Le monde est déjà arrivé au pays, à la ville et au village ! Par conséquent, la vie en autarcie n’est plus possible pour aucun État en survie. On se trouve désormais loin de la dynamique d’internationalisation qui renforçait en quelque sorte les États  encore mois de la célèbre formule du « donner et du recevoir ». Naturellement les règles du jeu économique changent et de nouvelles contraintes s’imposent sur l’élaboration, le financement et la conduite des politiques publiques des États, particulièrement ceux indexés de Pays les Moins Avancés (PMA). Attirer des investissements internationaux devient alors une nécessité et pousse par conséquent beaucoup d’États à se déclarer forfaits tout en entreprenant des politiques et/ou choix qui ne font pas forcément l’unanimité auprès des citoyens conscients et qui demeurent hantés par une phobie de voir les générations futures sacrifiées. L’actuel diktat des Accords de Partenariat Économique (APE) que l’Europe veut imposer, coûte que coûte, aux pays d’Afrique, du Caraïbes et du Pacifiques (ACP), en est un exemple patent. Ainsi, pour tirer leur épingle du jeu en maintenant une existence illusoire dans ce jungle mondialisé, ces États ligotés par la permanente  doctrine impérialiste, s’endettent de façon illogique et incontrôlable, bradent aveuglément leurs ressources naturelles au capital international, privatisent leurs entreprises et établissent des législations fiscales avec des avantages qui profitent largement aux riches transnationales.

Par ailleurs, loin de sonner la disparition de l’État, la mondialisation reformule, plutôt sa place et son rôle dans ses intentions de positionnement et d’interaction tant au niveau national que sur la scène mondiale.  Ainsi, l’État demeure un acteur fondamental du système international et tente péniblement de s’adapter aux changements induits par la mondialisation et en arrive à transférer de façon plus volontaire que subie une partie de sa souveraineté pour la défense de ses intérêts économiques ou politiques. Quoiqu’il en soit, il est certain selon Côté que : «l’État-nation demeurera essentiel comme moyen de permettre aux citoyens de se préserver des dérives, des abus des marchés mondialisés, de maintenir leur identité culturelle et de réaliser les choix de société qu’ils souhaitent se donner». Or, on dirait que ce professeur à l’École Nationale d’Administration Publique n’a pas entendu l’homme d’État français Edgar Faure qui affirmait que : « ce n’est pas la girouette qui tourne, c’est le vent»!  

Pour clore, ces murmures de politologie du moment, retenons avec Jonathan Siboni que « la mondialisation met donc à l’épreuve les États, les oblige à transiger sur leurs fondements (territoire, souveraineté) pour survivre en son sein.
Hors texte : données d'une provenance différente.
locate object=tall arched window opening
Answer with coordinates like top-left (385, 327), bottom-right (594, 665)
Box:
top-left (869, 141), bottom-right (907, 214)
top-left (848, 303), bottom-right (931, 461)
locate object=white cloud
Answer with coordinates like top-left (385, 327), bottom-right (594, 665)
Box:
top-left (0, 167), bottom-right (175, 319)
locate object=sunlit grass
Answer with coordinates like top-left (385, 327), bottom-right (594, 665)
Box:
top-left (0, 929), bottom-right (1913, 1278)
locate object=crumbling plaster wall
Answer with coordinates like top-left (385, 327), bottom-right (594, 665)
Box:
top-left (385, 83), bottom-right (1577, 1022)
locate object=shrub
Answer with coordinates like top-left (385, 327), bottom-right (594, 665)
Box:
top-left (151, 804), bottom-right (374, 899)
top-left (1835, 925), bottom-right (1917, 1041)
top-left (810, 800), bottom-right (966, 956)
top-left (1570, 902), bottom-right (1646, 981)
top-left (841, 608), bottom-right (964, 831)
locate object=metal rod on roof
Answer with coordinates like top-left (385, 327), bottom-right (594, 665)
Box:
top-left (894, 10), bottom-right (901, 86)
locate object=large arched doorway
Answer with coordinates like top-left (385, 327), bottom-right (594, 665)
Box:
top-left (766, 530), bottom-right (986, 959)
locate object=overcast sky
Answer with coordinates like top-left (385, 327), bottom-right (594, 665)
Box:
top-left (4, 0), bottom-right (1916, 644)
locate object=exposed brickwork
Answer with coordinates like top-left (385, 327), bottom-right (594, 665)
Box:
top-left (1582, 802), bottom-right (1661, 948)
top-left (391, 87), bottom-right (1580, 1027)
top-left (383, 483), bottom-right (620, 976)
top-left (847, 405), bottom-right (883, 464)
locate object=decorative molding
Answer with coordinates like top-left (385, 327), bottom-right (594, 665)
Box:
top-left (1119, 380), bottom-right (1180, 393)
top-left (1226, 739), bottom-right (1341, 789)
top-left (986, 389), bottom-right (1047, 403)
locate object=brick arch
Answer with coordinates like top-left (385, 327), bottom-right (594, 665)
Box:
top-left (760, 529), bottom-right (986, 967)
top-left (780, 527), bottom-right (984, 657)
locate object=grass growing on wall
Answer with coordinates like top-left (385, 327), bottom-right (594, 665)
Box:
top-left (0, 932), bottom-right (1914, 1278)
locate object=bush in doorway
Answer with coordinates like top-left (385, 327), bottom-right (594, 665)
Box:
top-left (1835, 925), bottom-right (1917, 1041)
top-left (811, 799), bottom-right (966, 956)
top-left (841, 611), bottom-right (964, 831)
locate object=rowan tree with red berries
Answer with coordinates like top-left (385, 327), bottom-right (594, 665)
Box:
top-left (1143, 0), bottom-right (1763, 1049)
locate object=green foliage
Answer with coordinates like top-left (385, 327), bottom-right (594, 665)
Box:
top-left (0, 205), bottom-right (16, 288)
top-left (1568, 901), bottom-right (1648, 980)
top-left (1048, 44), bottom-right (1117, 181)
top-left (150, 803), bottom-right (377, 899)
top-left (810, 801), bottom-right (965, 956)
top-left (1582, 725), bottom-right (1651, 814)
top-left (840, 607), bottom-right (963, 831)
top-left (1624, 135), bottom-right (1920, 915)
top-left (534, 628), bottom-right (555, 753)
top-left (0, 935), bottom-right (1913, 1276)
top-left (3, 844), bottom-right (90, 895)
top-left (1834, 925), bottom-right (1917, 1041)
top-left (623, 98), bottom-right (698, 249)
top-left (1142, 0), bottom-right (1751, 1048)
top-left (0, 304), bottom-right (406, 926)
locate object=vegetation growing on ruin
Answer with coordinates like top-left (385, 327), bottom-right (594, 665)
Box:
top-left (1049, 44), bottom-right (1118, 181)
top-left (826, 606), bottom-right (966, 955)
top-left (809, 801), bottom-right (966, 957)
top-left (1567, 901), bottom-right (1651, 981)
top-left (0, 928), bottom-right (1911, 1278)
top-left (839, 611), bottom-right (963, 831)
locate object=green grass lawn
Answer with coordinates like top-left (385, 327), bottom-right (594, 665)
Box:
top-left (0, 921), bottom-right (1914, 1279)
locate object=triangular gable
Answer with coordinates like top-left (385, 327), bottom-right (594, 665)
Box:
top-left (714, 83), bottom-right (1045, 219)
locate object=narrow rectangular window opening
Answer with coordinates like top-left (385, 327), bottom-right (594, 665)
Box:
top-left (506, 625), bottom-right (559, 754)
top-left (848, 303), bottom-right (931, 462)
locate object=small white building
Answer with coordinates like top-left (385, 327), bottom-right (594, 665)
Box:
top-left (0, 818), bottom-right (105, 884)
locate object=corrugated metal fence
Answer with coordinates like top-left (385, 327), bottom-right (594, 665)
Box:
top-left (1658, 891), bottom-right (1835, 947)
Mais elle les récompense à la hauteur du défi qu’elle leur lance, leur donne enfin l’opportunité d’entrer dans une phase de développement économique où les interdépendances prendraient la place des rivalités, à mesure qu’elles prendraient celle des souverainetés. C’est pourquoi le jeu des États dans la mondialisation est beaucoup plus volontaire que forcé, et révélateur de l’évolution des facteurs de puissance, qui veulent désormais que tout État cherche à gagner en influence et à mieux maitriser les flux, atouts au cœur du soft power (puissance douce ou capacité d’influence et de persuasion d’un État) développé par Joseph Nye. La mondialisation n’entraine donc surement pas la fin des États, elle accélère simplement leur évolution».

Mal nécessaire ou bienfait, la réflexion sur le phénomène mondialisation continue de diviser les spécialistes comme les profanes. Quoi qu’il en soit, pour faire partie des conquérants, nous pensons avec conviction que les « petits pays », d’où qu’ils puissent se situer sur la carte du monde, si nombreux et encore ligotés par les chaines du néocolonialisme,  doivent continuer ou commencer  par faire la conquête d’eux-mêmes. Car pour bâtir haut, il faut creuser profond!

Pathé Gueye

Montréal, le  27 mai 2016

2 Commentaires

  1. Face à l’inévitable,il faut s’organiser( selon votre belle formule)faire la conquête de nous- mêmes).et avec détermination et compétence passer au travers.